El creador solo merece un asiento en la mesa cuando cambia el destino del negocio; los seguidores, por sí solos, son la métrica equivocada.

Por qué el dinero de los creadores deja atrás el patrocinio clásico

Las agencias también han entendido el giro. UTA, WME y CAA han creado brazos de inversión para capturar el potencial de estas operaciones, según Kira Mackenzie Jackson, CMO de Mph Beauty y asesora en RX3 Growth Partners. El modelo clásico de tarifa fija empieza a quedarse corto.

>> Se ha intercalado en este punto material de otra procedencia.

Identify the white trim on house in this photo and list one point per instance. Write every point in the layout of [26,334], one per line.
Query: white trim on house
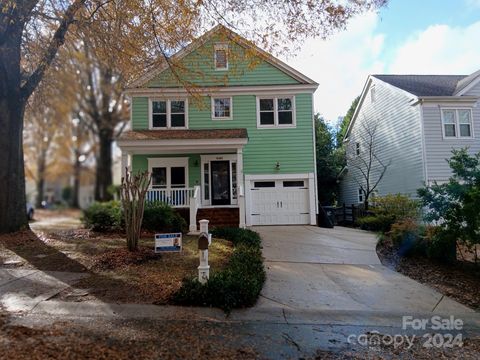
[276,124]
[224,47]
[456,123]
[315,178]
[169,163]
[168,114]
[448,99]
[225,90]
[424,146]
[195,44]
[181,144]
[213,98]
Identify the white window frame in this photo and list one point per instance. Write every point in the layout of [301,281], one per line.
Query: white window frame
[168,163]
[213,108]
[276,125]
[456,123]
[220,47]
[169,113]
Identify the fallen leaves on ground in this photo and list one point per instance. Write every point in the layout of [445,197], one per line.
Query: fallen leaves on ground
[102,340]
[123,257]
[459,281]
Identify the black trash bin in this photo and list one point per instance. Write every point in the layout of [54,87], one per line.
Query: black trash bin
[327,217]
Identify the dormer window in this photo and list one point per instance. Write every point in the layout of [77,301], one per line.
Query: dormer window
[221,57]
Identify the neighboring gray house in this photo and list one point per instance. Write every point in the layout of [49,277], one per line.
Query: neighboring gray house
[418,120]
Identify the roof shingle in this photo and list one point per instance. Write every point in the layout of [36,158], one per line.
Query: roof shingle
[424,85]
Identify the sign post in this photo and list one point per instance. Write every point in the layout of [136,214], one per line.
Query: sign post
[204,240]
[168,242]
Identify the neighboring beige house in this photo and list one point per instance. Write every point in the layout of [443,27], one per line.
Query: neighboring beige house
[420,119]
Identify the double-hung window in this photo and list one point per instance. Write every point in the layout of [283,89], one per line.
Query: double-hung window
[221,108]
[221,57]
[457,123]
[168,114]
[276,111]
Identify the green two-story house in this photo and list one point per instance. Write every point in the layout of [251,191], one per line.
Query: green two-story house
[227,132]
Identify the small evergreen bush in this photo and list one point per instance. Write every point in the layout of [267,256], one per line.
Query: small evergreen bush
[236,286]
[103,216]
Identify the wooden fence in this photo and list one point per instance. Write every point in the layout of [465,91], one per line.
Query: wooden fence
[348,214]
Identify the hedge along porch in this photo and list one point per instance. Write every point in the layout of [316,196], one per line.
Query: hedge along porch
[190,168]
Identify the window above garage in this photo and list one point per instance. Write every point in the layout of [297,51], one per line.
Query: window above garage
[276,112]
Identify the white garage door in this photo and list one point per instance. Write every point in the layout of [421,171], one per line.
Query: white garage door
[280,202]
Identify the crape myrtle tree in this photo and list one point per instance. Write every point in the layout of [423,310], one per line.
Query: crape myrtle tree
[454,205]
[362,153]
[330,161]
[145,33]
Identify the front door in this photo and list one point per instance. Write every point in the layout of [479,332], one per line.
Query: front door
[220,179]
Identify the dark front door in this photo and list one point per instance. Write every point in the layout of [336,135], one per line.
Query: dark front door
[220,182]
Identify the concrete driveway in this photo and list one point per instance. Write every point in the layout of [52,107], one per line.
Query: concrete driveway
[315,269]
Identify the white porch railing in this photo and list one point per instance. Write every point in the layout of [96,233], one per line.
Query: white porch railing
[174,197]
[195,203]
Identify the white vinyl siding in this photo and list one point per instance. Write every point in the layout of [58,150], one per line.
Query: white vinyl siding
[398,139]
[457,122]
[439,148]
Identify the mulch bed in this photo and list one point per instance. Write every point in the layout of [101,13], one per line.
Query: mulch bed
[122,257]
[103,341]
[460,281]
[115,274]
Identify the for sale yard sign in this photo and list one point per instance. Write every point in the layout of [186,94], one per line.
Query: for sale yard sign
[171,242]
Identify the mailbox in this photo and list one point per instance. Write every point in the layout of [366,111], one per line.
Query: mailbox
[203,241]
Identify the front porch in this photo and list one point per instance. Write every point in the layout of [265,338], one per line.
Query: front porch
[192,173]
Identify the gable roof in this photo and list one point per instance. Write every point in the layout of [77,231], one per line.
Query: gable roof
[466,82]
[425,85]
[234,37]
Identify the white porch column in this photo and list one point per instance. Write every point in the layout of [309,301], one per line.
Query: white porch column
[240,188]
[125,162]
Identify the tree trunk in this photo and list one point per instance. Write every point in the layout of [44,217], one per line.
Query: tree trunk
[12,108]
[104,177]
[76,181]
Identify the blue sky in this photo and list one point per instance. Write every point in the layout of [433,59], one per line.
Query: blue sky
[407,36]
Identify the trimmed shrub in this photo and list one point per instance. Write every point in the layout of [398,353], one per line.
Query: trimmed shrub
[440,246]
[105,216]
[381,223]
[397,206]
[388,210]
[158,216]
[236,286]
[238,236]
[405,236]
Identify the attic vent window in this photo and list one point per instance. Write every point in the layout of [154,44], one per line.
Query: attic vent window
[221,57]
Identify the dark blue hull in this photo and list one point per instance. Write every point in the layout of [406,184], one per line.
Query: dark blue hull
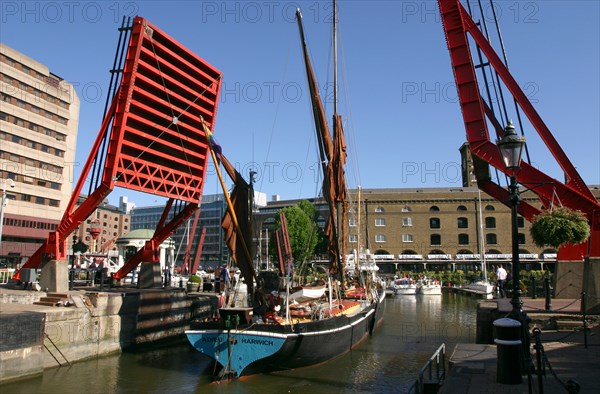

Alexis Barber, fundadora de Too Smart For This, resume el cansancio con el esquema tradicional: ‘El contrato puntual puede ser lucrativo, pero también es errático, inestable y creativamente limitante’. La participación accionarial ofrece una recompensa a largo plazo, aunque nunca garantiza rentabilidad.

El respaldo inversor también produce un efecto de halo. Barber admite que participar en una empresa atractiva aporta prestigio, aunque Max Stein, de Brigade Talent, matiza: ser inversor no diferencia al creador en el mercado del talento, así que el retorno debe sostenerse en la inversión, no en en la foto.

Las tres preguntas que separan una inversión sólida de una apuesta temeraria

El precedente no nace de la nada. Ashton Kutcher cofundó A-Grade Investments en 2010 y respaldó Uber, Airbnb y Spotify; Serena Williams convirtió su cartera personal en Serena Ventures, y Charli XCX es accionista y embajadora de Nothing. La diferencia ahora es que el fenómeno desciende de la celebridad al creador con audiencia segmentada.

Anna Whiteman, socia de Coefficient Capital, advierte de que la influencia no puede compensar unos fundamentos de negocio débiles: la startup debe funcionar por sí sola y el talento solo debe acelerar un plan ya viable. Esa lógica explica la concentración en bebidas y suplementos, categorías de compra repetida donde una voz creíble impulsa la prueba y construye liderazgo temprano.

El riesgo, con todo, es asimétrico. Jackson recuerda que si la empresa quiebra, la participación puede valer cero aunque el creador haya cumplido, y Barber añade una advertencia: ‘El capital privado no paga el alquiler del mes que viene. Puede tardar entre cinco y diez años en ser líquido, si es que lo es’. La revisión debe mirar la fase de la startup, el potencial de liquidez y el lugar en la tabla de capitalización.

El Veredicto VIP

  • 📸 Imagen pública: La apuesta con cuota de propiedad consolida al creador como empresario y no como simple soporte publicitario.
  • 💎 El detalle de lujo: La salida de Poppi, vendida a PepsiCo por 1.950 millones de dólares, es el primer gran retorno de esta generación de inversores.
  • 🗣️ El entorno cuenta: Fuentes del sector insisten en que la credibilidad se mide con la tesis de negocio, no con el número de seguidores.